Generalized continua. Foundations, material modeling, and uncertainty quantification.

This dissertation is devoted to the modeling of architectured metamaterials and particle-based materials. Such materials generally necessitate the use of sophisticated continuum models to properly characterize their mechanical behavior and make accurate numerical predictions. To this purpose, generalized continua, which improve the classical (or Cauchy) continuum, have been a topic of interest in the last decade. This dissertation begins with a uniform presentation of four different generalized continua, namely the micropolar continuum, the micromorphic continuum, the second-gradient continuum, and the second-gradient-micropolar continuum. Special attention is paid to the Euler-Lagrange equations that are derived using the least action principle and the Levi-Civita tensor calculus. Then, the dissertation focuses on pantographic structures that represent a paradigmatic case of architectured metamaterials described by generalized continua. A novel torsional energy for pantographic sheets is proposed and experimentally validated.

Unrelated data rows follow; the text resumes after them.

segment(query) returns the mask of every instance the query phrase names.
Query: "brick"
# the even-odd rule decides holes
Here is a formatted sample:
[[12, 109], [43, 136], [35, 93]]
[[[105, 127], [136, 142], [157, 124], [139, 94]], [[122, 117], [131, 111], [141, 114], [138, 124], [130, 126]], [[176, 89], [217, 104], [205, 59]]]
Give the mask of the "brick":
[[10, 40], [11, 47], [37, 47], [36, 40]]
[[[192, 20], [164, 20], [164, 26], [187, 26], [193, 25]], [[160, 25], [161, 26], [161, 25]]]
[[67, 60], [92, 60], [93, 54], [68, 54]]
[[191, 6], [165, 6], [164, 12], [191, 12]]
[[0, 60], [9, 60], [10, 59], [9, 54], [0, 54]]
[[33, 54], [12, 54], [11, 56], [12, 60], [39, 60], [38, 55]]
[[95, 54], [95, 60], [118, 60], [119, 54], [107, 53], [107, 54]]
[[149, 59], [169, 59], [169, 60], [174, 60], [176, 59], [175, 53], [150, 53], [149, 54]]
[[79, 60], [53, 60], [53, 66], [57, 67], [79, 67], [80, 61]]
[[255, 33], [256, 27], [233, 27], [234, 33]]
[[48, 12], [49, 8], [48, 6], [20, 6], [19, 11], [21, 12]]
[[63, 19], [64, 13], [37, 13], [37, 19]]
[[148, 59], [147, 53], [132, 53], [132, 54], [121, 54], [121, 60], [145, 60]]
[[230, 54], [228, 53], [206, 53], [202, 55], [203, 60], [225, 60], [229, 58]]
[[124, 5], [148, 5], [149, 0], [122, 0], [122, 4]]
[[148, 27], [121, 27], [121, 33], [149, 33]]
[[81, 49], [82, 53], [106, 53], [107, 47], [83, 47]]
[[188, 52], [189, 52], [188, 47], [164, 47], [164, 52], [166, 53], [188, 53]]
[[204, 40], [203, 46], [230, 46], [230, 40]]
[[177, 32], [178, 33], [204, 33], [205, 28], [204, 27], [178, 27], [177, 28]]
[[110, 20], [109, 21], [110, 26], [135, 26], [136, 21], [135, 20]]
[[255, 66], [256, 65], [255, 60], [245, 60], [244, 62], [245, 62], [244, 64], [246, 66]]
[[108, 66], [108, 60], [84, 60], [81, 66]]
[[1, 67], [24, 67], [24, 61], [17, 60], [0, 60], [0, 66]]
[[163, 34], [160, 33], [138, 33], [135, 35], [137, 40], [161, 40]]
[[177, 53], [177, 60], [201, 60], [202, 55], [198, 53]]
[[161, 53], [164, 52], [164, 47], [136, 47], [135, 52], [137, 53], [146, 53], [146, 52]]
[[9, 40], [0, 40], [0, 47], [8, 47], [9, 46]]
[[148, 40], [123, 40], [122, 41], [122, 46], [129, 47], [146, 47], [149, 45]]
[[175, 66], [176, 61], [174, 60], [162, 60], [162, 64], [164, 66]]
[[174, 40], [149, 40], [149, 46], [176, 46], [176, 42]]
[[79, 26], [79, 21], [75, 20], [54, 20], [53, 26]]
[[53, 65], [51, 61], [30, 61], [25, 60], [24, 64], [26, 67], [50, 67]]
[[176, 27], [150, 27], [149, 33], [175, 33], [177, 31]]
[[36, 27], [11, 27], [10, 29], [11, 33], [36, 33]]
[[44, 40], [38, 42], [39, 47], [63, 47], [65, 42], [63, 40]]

A novel second-gradient continuum model for pantographic blocks is proposed and experimentally validated through digital volume correlation techniques. The effect of pivots-related local defects on the mechanical response of pantographic sheets is investigated via a noninformative prior probabilistic model. Finally, random generalized continuum models for particle-based materials with uncertain constitutive parameters and fields are analyzed: response and numerical identification of random Timoshenko-Ehrenfest beams are carried out via a noninformative prior probabilistic model, and sensitivity analysis of a second-gradient continuum model for particle-based materials is performed via an informative prior probabilistic model based on the maximum entropy principle. To make the work self-consistent, in Appendix, an overview of Levi-Civita tensor algebra is given.